Né en 1934 à Valenciennes, il grandit dans une famille marquée par les contrastes. Un grand-père issu d’une lignée aristocratique, rigoureux et distant. Un père joueur, aventurier, qui dilapide sa fortune aux courses. Entre discipline stricte et goût du risque, Pierre Richard apprend très tôt à tracer sa propre route. Il quitte Paris contre l’avis des siens, qui l’imaginaient ingénieur ou gestionnaire, pour suivre des cours d’art dramatique.

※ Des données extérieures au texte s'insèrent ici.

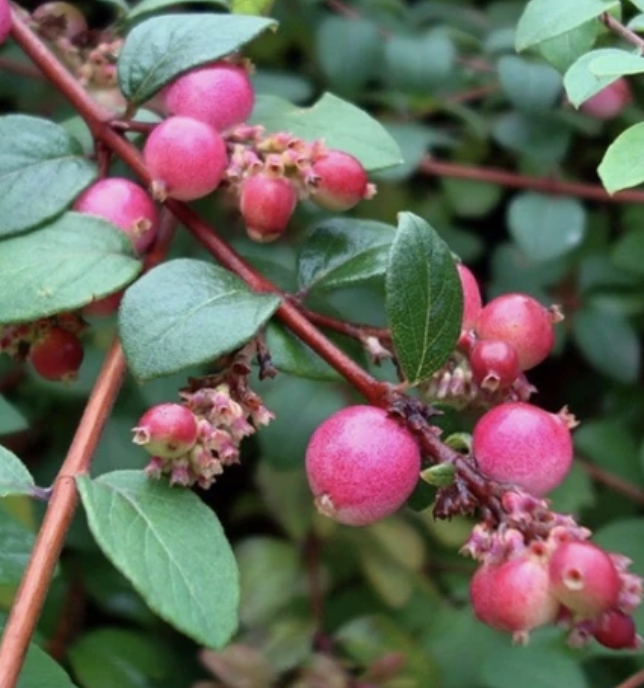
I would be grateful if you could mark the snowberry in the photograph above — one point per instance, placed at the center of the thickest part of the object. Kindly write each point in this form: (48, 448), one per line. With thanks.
(220, 95)
(522, 444)
(266, 204)
(514, 596)
(167, 431)
(609, 102)
(472, 301)
(616, 631)
(126, 205)
(584, 578)
(495, 364)
(57, 355)
(361, 465)
(342, 181)
(185, 157)
(521, 321)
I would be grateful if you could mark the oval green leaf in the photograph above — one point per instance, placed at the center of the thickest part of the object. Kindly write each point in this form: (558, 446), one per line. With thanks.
(188, 312)
(424, 300)
(171, 547)
(161, 48)
(63, 266)
(38, 155)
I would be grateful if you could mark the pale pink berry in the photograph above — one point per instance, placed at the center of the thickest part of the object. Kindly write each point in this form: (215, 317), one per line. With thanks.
(524, 445)
(220, 95)
(472, 301)
(126, 205)
(342, 181)
(495, 364)
(185, 157)
(617, 631)
(167, 431)
(609, 102)
(361, 465)
(521, 321)
(514, 596)
(266, 204)
(584, 578)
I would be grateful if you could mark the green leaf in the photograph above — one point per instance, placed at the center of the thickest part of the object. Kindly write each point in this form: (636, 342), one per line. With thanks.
(171, 547)
(424, 300)
(161, 48)
(342, 252)
(546, 227)
(63, 266)
(186, 312)
(545, 19)
(38, 156)
(530, 86)
(609, 343)
(623, 165)
(581, 83)
(150, 6)
(342, 125)
(14, 476)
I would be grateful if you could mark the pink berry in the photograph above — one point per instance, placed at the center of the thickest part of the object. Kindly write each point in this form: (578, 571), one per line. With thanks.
(609, 102)
(220, 95)
(514, 596)
(266, 204)
(472, 301)
(167, 431)
(57, 356)
(616, 631)
(584, 578)
(361, 465)
(342, 181)
(524, 445)
(521, 321)
(185, 157)
(126, 205)
(495, 364)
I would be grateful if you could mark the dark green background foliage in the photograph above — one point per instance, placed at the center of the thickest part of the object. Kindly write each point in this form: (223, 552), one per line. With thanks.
(148, 577)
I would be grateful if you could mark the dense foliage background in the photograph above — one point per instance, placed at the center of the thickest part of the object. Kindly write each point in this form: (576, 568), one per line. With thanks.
(487, 136)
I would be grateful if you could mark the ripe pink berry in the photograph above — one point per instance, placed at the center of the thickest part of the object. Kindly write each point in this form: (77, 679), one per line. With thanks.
(616, 631)
(609, 102)
(220, 95)
(584, 578)
(57, 356)
(266, 204)
(521, 321)
(361, 465)
(185, 157)
(167, 431)
(514, 596)
(522, 444)
(126, 205)
(342, 181)
(472, 301)
(495, 364)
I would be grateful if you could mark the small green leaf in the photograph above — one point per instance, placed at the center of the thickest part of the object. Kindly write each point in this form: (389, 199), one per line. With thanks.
(42, 170)
(424, 300)
(341, 252)
(186, 312)
(609, 343)
(63, 266)
(14, 476)
(545, 19)
(623, 165)
(546, 227)
(161, 48)
(342, 125)
(171, 547)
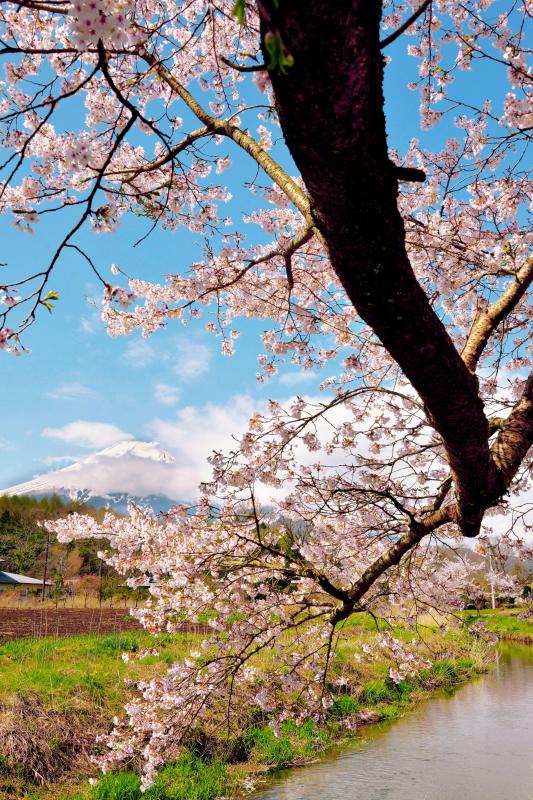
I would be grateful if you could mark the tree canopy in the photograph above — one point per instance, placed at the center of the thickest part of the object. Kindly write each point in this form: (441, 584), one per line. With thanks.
(410, 269)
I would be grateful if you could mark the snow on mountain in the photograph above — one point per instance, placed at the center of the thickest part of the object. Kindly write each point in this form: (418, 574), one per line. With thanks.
(141, 471)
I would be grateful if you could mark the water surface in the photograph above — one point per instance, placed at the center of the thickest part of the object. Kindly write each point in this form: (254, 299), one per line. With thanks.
(476, 744)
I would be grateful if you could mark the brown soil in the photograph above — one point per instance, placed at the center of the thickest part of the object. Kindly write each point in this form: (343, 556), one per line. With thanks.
(39, 622)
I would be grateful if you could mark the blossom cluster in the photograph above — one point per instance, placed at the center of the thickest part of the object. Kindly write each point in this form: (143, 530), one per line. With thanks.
(100, 20)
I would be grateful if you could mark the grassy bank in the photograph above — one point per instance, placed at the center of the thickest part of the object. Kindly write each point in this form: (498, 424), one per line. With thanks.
(57, 695)
(511, 624)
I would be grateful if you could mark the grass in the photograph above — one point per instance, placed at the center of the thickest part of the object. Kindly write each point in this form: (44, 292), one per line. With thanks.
(63, 692)
(514, 624)
(81, 669)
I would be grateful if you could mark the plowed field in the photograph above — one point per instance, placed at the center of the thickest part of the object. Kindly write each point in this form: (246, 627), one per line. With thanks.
(39, 622)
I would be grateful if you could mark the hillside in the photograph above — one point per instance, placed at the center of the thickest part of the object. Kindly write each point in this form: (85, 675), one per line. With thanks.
(23, 541)
(128, 470)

Les débuts sont longs, presque invisibles. Dix années de cabarets, de music-halls et de petits rôles à peine perceptibles à l’écran. Il apparaît parfois quelques secondes, le temps d’un passage furtif devant la caméra. Beaucoup auraient abandonné. Lui persévère, affine son jeu corporel, développe cette gestuelle unique qui deviendra sa signature.

La révélation arrive dans les années 1970. D’abord avec son film Le Distrait, puis surtout avec Le Grand Blond avec une chaussure noire. Tout s’aligne : la musique de Vladimir Cosma, les situations absurdes et son charme maladroit. Son personnage n’est pas un idiot. Il est simplement trop candide pour un monde cynique. Ce décalage devient sa force.

Hors caméra, sa vie reste fidèle à cette liberté. Longtemps, il vit sur une péniche amarrée sur la Seine. Malgré la célébrité et la fortune, il choisit une cabine modeste bercée par le bruit de l’eau. Côté cœur, son premier mariage avec une danseuse dure vingt ans. Puis, après plusieurs relations, il trouve un apaisement durable auprès de Seyla Lacerda, mannequin brésilienne rencontrée sans qu’elle sache qui il était. Ensemble depuis plus de vingt-cinq ans, ils partagent une complicité discrète.

À 91 ans, Pierre Richard ne s’est pas retiré du monde. Il continue de tourner, comme dans Astérix et Obélix : L’Empire du Milieu ou Jeanne du Barry, aux côtés notamment de Gérard Depardieu et Johnny Depp. Il célèbre ses anniversaires dans son restaurant parisien, chante, danse, sert lui-même les huîtres. Non pas pour paraître plus jeune, mais parce qu’il refuse de se laisser enfermer dans l’image de la vieillesse. Chez lui, la sincérité n’est pas un rôle. C’est une manière d’exister.